In weighing in on the budget negotiations, Senate President John Cullerton's spokeswoman Rikeesha Phelon told the newspaper, "We've offered other solutions that he's rejected because he wants those pieces of the agenda that we think are harmful."
"As a result, we are no closer to a resolution," she added. "He chose to move toward a shutdown through an outright veto."
The Illinois House will be meeting for a two-day Committee of the Whole starting Tuesday to discuss agency preparations in the event of a state government shutdown.
Rauner informed state workers via a memo that in the event of a government shutdown, "most state services will continue" and that he would work to ensure that state workers would be paid.

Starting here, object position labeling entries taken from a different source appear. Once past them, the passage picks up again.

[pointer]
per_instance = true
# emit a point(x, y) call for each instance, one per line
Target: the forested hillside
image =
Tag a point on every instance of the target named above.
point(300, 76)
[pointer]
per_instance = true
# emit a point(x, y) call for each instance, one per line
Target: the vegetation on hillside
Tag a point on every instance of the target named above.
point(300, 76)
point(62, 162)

However, Illinois Attorney General Lisa Madigan raised legal questions on Monday over whether state employees can get paid without an Illinois budget in place.
Meanwhile, Chicago Mayor Rahm Emanuel turned down Rauner's proposal to help the Chicago Public Schools (CPS) make its pension payment, which is due Tuesday, by giving the school district their appropriated state grants early and in one lump sum.
CPS is legally required to make a $634 million pension payment to the Chicago Teachers' Pension Fund by Tuesday. School officials say cash-strapped CPS will be unable to make that pension payment.
The school district is slated to receive a total of $450 million in state grant money during the coming budget year, and Rauner has offered to give the school district the grant funds early.
"We appreciate Gov. Rauner's gesture, but the use of this year's dollars to pay last year's pension payment follows the same path that got the schools into the current financial mess," said the mayor's spokeswoman Kelley Quinn, according to the Chicago Tribune.